In my opinion the New York City peaker problem is the result of New York’s de-regulated market place.  I am absolutely sure that in a regulated environment the responsible utility would have made a case to the Department of Public Service that replacement with more efficient generation was needed and after it was approved the utility would have been guaranteed a reasonable return on their investment.  However, in the de-regulated market there wasn’t a strong enough signal to replace the old units.  Before I retired in 2010, I worked on two separate permit applications for new efficient and cleaner replacement power for one set of the old combustion turbines.  In both instances the permits were approved but the replacements were never built, apparently because the company decided that the business case was not strong enough to warrant the investment.

The PEAK Coalition apparently believes that there are problems with payments for the existing generators.  I have neither the background or time to evaluate those claims in detail so I cannot comment on them.  The fact that there has been a lot of turnover in ownership for New York’s peaking units suggests that no one is making great profits under the existing system.  Moreover, it should be kept in mind that in the de-regulated market, generation owners have no obligation to serve.  If they cannot make money they will just shut down.

Clean Energy Alternatives

This report proposes replacing peaker plants with “renewable and clean energy alternatives”.  It states:

However, solar and wind power alone cannot replace peaker plants, because the power they produce cannot be dispatched on command, and they have limitations on when they generate energy (e.g., solar photovoltaic (PV) systems can only generate optimal energy amounts on sunny days). For this reason, wind and solar energy systems are known as variable renewable energy sources. Combining battery storage technologies with renewables can address this limitation. Replacing peaker plants with batteries has now become a viable and profitable solution, due to the rapidly declining cost of energy storage systems.  Ideally, the batteries replacing peaker plants would be charged with local, renewable energy resources.

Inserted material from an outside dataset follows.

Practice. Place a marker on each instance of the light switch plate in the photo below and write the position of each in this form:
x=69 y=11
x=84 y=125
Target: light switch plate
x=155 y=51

The motivation for the PSE peaker project that provides the technical basis of this report appears to support the use of batteries as a clean energy alternative to fossil-fired power plants.  By motivation I mean the likely source of funding for their analysis.  As a result, it is no surprise that batteries are touted as the solution.  Unfortunately, the PEAK coalition report fails to temper the enthusiasm of the battery “solution”.  Statements such as “Experts have found—and real-world examples have proven—that battery storage and renewable generation may be less expensive to develop and manage than the rarely used but heavily polluting fossil fuel power plants, while also meeting or exceeding the same performance standards” are suspect at best.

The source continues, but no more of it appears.